I keep beating my head against the (xenonite) wall trying to find a solid why for there to be no perceptible light level reaching the surface of Erid.
Star is too dim? No, Keid is dimmer than Sol but it is still a bright, cheerfully orange star. Atmosphere is too dense? I mean if it just kept going and going and going sure, but it doesn't. There's a rocky surface down there. Venus has roughly triple the atmospheric pressure of Erid, right? Per the measurements taken in the 70s, the surface of Venus is still receiving somewhere between 4,000-14,000 Lux. It's not pitch dark. You can still see when outside under a heavy, thick thunderstorm, right? You know your eyes can navigate a sidewalk with access to literally 1 Lux, right? Is Erid's atmosphere really that much thicker than Venus'? Or something in the atmospheric composition just absorbs that much red-orange spectrum light? Something that isn't a clear gas like ammonia and nitrogen? Is there just supposed to be that much water vapor? Something like nitrogen dioxide?
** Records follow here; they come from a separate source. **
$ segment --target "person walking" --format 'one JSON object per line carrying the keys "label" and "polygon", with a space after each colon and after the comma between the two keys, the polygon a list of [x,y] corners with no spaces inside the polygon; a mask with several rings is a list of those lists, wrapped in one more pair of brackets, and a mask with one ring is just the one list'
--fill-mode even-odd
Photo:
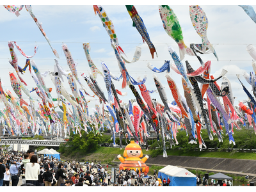
{"label": "person walking", "polygon": [[57,186],[60,186],[64,183],[64,179],[67,179],[67,176],[64,175],[63,164],[62,163],[59,163],[57,172],[58,175]]}
{"label": "person walking", "polygon": [[30,162],[26,165],[25,179],[26,183],[30,183],[36,186],[39,186],[38,175],[40,174],[40,164],[37,163],[37,157],[33,155]]}
{"label": "person walking", "polygon": [[0,186],[3,186],[4,182],[4,173],[6,172],[5,166],[3,164],[4,161],[1,159],[0,159]]}
{"label": "person walking", "polygon": [[86,172],[86,175],[84,177],[84,180],[89,180],[89,182],[90,184],[92,184],[92,178],[91,178],[91,172]]}
{"label": "person walking", "polygon": [[19,169],[20,164],[19,162],[16,162],[16,161],[12,162],[11,164],[10,173],[11,174],[12,186],[17,186],[19,180]]}
{"label": "person walking", "polygon": [[6,166],[6,171],[5,173],[4,174],[4,182],[3,184],[3,186],[9,186],[10,184],[10,166]]}
{"label": "person walking", "polygon": [[45,167],[45,172],[43,174],[44,186],[51,186],[52,178],[52,173],[49,170],[49,167]]}

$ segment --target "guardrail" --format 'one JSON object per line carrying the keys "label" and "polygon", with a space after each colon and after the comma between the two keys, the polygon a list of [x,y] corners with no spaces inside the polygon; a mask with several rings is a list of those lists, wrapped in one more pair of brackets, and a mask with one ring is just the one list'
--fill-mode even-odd
{"label": "guardrail", "polygon": [[65,141],[52,141],[52,140],[10,140],[1,139],[1,145],[28,145],[36,146],[52,146],[59,147],[61,143],[65,143]]}

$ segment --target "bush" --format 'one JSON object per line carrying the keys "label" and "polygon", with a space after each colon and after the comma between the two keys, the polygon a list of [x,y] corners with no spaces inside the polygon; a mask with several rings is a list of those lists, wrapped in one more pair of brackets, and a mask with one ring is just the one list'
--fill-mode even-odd
{"label": "bush", "polygon": [[160,155],[161,153],[163,153],[162,149],[152,150],[150,153],[150,156],[154,158],[157,157],[158,155]]}

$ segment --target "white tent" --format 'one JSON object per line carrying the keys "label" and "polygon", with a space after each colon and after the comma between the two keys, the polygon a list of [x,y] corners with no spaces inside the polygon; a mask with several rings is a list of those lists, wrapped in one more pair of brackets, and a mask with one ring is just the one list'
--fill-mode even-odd
{"label": "white tent", "polygon": [[54,154],[60,154],[60,153],[58,152],[55,149],[51,148],[50,151],[52,152]]}
{"label": "white tent", "polygon": [[43,150],[38,151],[38,154],[45,154],[45,155],[53,155],[54,153],[49,150],[48,148],[44,148]]}
{"label": "white tent", "polygon": [[[168,175],[168,173],[170,174]],[[175,170],[168,172],[166,173],[167,175],[170,176],[173,176],[173,177],[195,177],[196,178],[196,175],[194,175],[191,172],[188,171],[186,169],[184,168],[178,168],[177,169],[175,169]]]}
{"label": "white tent", "polygon": [[185,168],[174,166],[164,173],[171,186],[196,186],[196,176]]}

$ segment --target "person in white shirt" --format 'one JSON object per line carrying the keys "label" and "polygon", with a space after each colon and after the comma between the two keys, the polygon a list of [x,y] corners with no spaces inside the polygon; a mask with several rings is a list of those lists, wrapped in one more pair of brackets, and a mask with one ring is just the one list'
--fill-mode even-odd
{"label": "person in white shirt", "polygon": [[3,180],[3,186],[5,186],[5,185],[6,185],[6,186],[9,186],[10,184],[10,166],[6,166],[6,167],[5,168],[5,173],[4,173],[4,180]]}
{"label": "person in white shirt", "polygon": [[155,186],[158,186],[159,185],[159,182],[158,180],[157,179],[157,180],[156,180]]}
{"label": "person in white shirt", "polygon": [[132,180],[131,179],[131,178],[129,178],[129,179],[127,180],[128,186],[131,186],[131,183],[132,183]]}
{"label": "person in white shirt", "polygon": [[90,175],[90,177],[91,177],[91,179],[92,179],[92,180],[93,181],[93,179],[94,179],[94,176],[93,176],[93,174],[91,174],[91,175]]}
{"label": "person in white shirt", "polygon": [[30,163],[26,165],[25,179],[26,183],[31,183],[36,186],[39,186],[38,175],[40,174],[40,164],[37,163],[37,157],[33,155]]}
{"label": "person in white shirt", "polygon": [[111,177],[110,176],[110,175],[108,175],[108,184],[109,186],[110,186],[111,184]]}

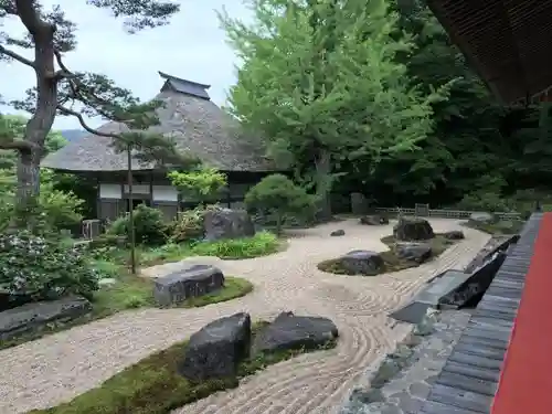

I have no issue running with the idea that their evolution zigged towards sonar instead of zagging the way ours did (early on) towards eye spots to notice day vs night. Evolution is messy. But to me, that gets framed in the novel as being due to the atmosphere more than the (ridiculously) short planetary rotation. Having distinct circadian patterns isn't as useful when the experience is closer to someone standing there flicking the switch of some dim, ambient mood lighting on and off.
But why insist zero visible light reaches the surface? Is there a reason I'm missing here? Or is this entirely a 'what if it did tho' being framed as a done deal?